2026-04-09Networking and Internet Architecture

Networking and Internet Architecture
AI summary

The authors address challenges in routing data flows over long-distance cloud networks that use RDMA technology, where traditional methods struggle due to uneven paths and congestion delays. They introduce LCMP, a system that uses both a path quality score and real-time congestion signals to smartly send data through multiple routes. LCMP also solves the problem of too many flows picking the same path by filtering out costly options and ensuring diverse routing choices. Tests on a small network and large simulations show LCMP reduces data transmission delays significantly compared to existing methods.

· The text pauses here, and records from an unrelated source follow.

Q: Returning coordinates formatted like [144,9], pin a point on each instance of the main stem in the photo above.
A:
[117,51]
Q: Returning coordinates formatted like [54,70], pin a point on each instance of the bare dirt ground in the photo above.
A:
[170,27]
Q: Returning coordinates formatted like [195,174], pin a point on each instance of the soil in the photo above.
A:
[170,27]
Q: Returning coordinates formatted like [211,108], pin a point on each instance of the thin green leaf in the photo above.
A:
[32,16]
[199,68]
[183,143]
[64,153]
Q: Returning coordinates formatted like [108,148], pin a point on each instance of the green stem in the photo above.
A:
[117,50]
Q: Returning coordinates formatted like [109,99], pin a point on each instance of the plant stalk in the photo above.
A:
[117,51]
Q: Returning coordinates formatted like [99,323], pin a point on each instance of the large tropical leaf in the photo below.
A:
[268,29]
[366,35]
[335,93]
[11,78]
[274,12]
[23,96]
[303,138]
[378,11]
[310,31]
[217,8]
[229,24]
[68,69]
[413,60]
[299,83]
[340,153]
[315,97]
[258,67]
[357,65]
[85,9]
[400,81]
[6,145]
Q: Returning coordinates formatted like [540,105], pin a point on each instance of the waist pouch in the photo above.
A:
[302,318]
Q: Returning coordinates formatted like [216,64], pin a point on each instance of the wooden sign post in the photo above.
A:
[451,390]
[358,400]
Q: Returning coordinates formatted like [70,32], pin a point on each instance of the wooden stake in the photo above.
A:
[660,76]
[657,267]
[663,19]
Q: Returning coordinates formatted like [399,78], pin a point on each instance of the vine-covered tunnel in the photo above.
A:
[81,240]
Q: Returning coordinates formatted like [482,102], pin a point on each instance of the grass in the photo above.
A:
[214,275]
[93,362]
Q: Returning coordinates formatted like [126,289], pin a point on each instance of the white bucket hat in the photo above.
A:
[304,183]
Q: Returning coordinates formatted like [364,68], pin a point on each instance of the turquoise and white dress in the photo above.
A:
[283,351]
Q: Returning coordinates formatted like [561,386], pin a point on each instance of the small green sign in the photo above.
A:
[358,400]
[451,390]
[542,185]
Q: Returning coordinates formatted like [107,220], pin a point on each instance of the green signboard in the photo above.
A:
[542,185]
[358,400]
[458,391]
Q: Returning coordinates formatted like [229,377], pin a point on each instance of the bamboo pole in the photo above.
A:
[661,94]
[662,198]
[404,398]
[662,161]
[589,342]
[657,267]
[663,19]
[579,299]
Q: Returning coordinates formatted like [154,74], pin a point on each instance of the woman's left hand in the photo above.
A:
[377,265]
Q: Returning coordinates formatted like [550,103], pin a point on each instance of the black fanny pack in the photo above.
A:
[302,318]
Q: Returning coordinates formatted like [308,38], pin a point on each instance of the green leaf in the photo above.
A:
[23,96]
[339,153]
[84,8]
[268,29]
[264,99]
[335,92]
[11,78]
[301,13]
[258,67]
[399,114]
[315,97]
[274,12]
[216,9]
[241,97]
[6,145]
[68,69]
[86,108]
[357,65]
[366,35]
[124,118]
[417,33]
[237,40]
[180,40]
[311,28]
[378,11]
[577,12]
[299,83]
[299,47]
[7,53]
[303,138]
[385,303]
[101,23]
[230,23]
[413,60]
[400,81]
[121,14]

RDMAdatacenter networkingmulti-path routingcongestion controllong-haul networksflow completion timecontrol planehashinginter-datacenter communication
Authors
Dong-Yang Yu, Yuchao Zhang, Xiaodi Wang, Jun Wang, Wenfei Wu, Haipeng Yao, Wendong Wang, Ke Xu
Abstract
RDMA-empowered cloud services are gradually deployed across datacenters (DCs) with multiple paths, which exhibit new properties of path asymmetry, delayed congestion signals, and simultaneous flow routing collisions, and further fail existing routing methods. We present LCMP, a distributed long-haul cost-aware multi-path routing framework that aims to place RDMA flows on multiple inter-DC paths, achieving low-cost, low-latency, and congestion-responsive transmission. LCMP combines a control-plane path-quality score with compact on-switch congestion signals, where the former unifies quality assessment for asymmetric paths and the latter enables responsive reaction to path congestion. LCMP further resolves the simultaneous flow decision collision problem by filtering high-cost candidates, and performing a diversity-preserving hash inside the reduced set. On an 8-DC testbed, LCMP reduces median and tail FCT slowdown by up to 76% and 64%, respectively compared to state-of-the-art (SOTA) DCN routing strategies. And large-scale NS-3 simulations under the 2000 km inter-DC scenario confirm similar improvements.